In [1]:
import requests
from collections import Counter
import pandas as pd
import numpy as np
from sklearn.metrics import DistanceMetric
from sklearn.metrics.pairwise import cosine_similarity

In [2]:
url = 'https://graphql.anilist.co'

In [3]:
def find_data(year):
    query = """
    query ($year: Int, $page: Int, $perPage: Int) {
      Page(page: $page, perPage: $perPage) {
        media(seasonYear: $year, type: ANIME, sort: POPULARITY_DESC) {
          id
          title {
            romaji
            english
          }
          genres
          season
          seasonYear
          averageScore
          episodes
          popularity
        }
      }
    }
    """

    variables = {
        'year': year,
        'page': 1,
        'perPage': 50
    }

    response = requests.post(url, json={'query': query, 'variables': variables})
    data = response.json()
    anime_data = data['data']['Page']['media']

    df = pd.json_normalize(anime_data)

    # Keep useful columns
    df = df[['title.romaji', 'title.english', 'genres', 'season', 'seasonYear', 'popularity','averageScore']]
    df = df.dropna(subset=['genres'])  # Remove entries without genre data

    # Create a simplified title column
    df['title'] = df['title.english'].fillna(df['title.romaji'])
    df = df.dropna(subset=['title']).reset_index(drop=True)

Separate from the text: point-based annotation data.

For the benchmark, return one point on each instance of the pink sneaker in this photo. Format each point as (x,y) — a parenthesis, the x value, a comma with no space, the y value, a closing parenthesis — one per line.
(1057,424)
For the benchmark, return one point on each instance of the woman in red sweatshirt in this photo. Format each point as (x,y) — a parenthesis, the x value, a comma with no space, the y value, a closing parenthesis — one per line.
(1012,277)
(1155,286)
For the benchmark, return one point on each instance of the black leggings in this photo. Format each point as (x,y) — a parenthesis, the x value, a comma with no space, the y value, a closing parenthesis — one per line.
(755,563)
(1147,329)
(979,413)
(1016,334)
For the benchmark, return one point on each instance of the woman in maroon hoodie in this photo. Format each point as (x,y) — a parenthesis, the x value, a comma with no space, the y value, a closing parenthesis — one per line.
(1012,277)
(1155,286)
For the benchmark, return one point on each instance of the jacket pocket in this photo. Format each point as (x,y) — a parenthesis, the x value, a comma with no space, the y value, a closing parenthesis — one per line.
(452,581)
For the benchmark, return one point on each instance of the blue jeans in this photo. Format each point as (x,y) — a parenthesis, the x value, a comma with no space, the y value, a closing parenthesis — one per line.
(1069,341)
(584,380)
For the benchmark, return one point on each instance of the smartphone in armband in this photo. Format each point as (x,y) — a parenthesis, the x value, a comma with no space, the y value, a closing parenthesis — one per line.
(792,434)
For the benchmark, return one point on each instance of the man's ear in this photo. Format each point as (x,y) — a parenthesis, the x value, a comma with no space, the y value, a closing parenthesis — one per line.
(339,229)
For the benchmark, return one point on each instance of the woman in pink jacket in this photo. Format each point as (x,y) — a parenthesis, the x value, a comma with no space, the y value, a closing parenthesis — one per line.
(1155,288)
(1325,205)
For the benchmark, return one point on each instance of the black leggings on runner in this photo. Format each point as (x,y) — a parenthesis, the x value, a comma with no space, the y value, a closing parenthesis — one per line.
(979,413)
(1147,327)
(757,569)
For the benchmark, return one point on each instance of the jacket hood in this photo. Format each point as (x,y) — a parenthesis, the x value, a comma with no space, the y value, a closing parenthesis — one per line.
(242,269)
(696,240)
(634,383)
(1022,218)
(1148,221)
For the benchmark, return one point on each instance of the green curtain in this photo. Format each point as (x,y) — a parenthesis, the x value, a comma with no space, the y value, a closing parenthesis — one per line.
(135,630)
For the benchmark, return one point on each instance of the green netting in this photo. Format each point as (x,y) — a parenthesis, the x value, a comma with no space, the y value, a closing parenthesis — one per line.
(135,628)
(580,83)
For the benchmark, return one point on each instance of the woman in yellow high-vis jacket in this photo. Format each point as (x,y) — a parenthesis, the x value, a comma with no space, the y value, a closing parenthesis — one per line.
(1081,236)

    # Normalize score (optional)
    df['averageScore'] = df['averageScore'].fillna(df['averageScore'].mean())
    df['score_norm'] = (df['averageScore'] - df['averageScore'].min()) / (df['averageScore'].max() - df['averageScore'].min())

    return df


In [4]:
def get_anime_data_range(start_year, end_year):
    all_years = []
    for y in range(start_year, end_year + 1):
        try:
            year_df = find_data(y)
            all_years.append(year_df)
        except Exception as e:
            print(f"Error fetching {y}: {e}")
    combined_df = pd.concat(all_years, ignore_index=True)
    return combined_df

In [5]:
# test
# df = find_data(2025)
# df.head(15)
# anime_df = get_anime_data_range(2018, 2024)
# anime_df = get_anime_data_range(2005, 2025)
# anime_df.sort_values(by='popularity', ascending=False).head(50)

In [6]:
# jaccard similarity
def jaccard_similarity(genres1, genres2):
    set1, set2 = set(genres1), set(genres2)
    intersection = len(set1 & set2)
    union = len(set1 | set2)
    return intersection / union if union > 0 else 0

In [7]:
# get similarity 
def compute_similarity(df, weight_genre=0.8, weight_score=0.2):
    n = len(df)
    sim_matrix = np.zeros((n, n))

    for i in range(n):
        for j in range(n):
            genre_sim = jaccard_similarity(df['genres'][i], df['genres'][j])
            score_sim = 1 - abs(df['score_norm'][i] - df['score_norm'][j])  
            sim_matrix[i, j] = (weight_genre * genre_sim) + (weight_score * score_sim)
    return sim_matrix

In [8]:
# get similiarty
def top_similar(df, sim_matrix, title, n=10):
    if title not in df['title'].values:
        print(f"'{title}' not found in dataset.")
        return

    idx = df.index[df['title'] == title][0]
    similar_indices = sim_matrix[idx].argsort()[::-1][1:n+1]  
    result = df.iloc[similar_indices][['title', 'genres', 'score_norm']]
    return result

In [9]:
anime_df = get_anime_data_range(2005, 2025)
df = anime_df
sim_matrix = compute_similarity(df)

In [10]:
queries = ['Demon Slayer: Kimetsu no Yaiba', 'Golden Time', 'Free! -Iwatobi Swim Club-']

In [11]:
anime = queries[0]
print(anime)
top_similar(df, sim_matrix, anime).sort_values(by='score_norm', ascending=False)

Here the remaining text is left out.